University of Miami Business Law Review

Document Type

Article

Abstract

According to the modern tort theory, that dominates in the legal academy, deep pocket entities that profit from facilitating harmful activity must compensate those foreseeably injured by that activity. The rationale is that allowing enterprises to externalize the costs they impose on others encourages excessively risky behavior. Therefore, cost internalization must be mandated to achieve the twin goals of tort law: compensation of tort victims and deterrence of potentially harmful conduct.
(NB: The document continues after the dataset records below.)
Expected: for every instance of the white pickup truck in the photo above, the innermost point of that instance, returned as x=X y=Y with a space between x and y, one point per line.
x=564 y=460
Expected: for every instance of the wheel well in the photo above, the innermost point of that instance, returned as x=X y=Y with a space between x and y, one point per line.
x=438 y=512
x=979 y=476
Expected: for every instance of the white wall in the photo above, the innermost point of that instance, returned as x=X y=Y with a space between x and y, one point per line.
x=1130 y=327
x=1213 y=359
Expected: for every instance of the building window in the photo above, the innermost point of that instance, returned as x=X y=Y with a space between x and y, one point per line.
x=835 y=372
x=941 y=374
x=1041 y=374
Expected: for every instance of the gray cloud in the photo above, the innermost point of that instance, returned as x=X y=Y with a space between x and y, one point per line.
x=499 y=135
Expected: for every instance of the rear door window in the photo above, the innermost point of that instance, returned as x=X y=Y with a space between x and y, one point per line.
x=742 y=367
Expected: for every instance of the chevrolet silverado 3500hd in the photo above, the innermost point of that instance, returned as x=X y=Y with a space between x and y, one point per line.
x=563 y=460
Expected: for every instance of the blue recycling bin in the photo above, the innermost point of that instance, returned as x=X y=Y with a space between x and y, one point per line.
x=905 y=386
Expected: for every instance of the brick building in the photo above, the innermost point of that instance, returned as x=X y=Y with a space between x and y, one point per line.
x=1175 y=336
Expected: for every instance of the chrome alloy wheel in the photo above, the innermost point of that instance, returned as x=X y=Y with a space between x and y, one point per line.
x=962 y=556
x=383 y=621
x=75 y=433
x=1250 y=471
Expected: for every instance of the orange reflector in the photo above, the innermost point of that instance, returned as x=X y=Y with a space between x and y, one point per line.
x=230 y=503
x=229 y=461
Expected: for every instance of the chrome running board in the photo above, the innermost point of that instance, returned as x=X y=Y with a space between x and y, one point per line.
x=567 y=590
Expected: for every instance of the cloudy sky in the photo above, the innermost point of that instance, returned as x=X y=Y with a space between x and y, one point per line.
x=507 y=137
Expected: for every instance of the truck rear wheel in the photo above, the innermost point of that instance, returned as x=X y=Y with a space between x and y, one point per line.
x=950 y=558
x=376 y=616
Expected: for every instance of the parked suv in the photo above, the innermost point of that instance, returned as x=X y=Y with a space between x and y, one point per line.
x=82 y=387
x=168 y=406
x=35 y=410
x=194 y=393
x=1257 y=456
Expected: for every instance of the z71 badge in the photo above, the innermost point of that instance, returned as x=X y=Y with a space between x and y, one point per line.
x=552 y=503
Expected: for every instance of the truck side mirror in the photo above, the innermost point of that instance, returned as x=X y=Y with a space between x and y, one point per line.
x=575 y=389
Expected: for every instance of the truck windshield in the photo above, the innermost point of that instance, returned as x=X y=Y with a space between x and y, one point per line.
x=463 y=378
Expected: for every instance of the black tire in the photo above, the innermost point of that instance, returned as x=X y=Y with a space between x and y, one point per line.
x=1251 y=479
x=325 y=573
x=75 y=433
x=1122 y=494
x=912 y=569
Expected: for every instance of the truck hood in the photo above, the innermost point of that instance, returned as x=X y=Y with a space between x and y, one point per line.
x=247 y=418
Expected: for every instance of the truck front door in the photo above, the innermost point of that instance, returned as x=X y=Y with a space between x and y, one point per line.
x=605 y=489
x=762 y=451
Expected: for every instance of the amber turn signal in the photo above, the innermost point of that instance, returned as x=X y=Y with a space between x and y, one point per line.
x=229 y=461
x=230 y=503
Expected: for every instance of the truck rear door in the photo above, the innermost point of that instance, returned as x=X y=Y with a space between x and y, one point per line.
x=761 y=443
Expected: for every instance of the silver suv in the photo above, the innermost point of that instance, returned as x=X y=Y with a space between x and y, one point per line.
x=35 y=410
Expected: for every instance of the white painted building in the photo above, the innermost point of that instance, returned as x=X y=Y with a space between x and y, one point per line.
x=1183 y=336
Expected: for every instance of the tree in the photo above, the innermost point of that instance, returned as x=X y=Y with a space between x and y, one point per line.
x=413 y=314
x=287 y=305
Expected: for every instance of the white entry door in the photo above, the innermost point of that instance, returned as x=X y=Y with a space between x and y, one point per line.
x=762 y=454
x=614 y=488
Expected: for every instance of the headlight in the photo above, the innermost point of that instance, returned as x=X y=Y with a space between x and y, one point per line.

The thesis of this Article is that the academic model is misleading and incomplete. The concerns of the tort system are not limited to compensation and deterrence. Our legal system also cares about the rights of defendants, the protection of lawful enterprise, and the encouragement of investment. Legal rules advancing these policies contradict modern tort theory. A prime example, and the subject of this Article, is the doctrine of corporate individuality, which the U.S. Supreme Court unanimously reaffirmed in February 2025. This doctrine holds that a corporation is a separate and autonomous legal person, legally distinct from its owners and affiliates, and therefore not a conduit of liability to them. The doctrine allows businesses to avoid liability by outsourcing risky behavior to a separately incorporated company and protects shareholders from liability for conduct they enabled, in defiance of modern tort theory. The continuing vitality of the corporate individuality doctrine demonstrates that modern tort theory needs the supplement of an alternative model, more in line with the classic common law of the late nineteenth century, that can account for competing policies and current legal reality.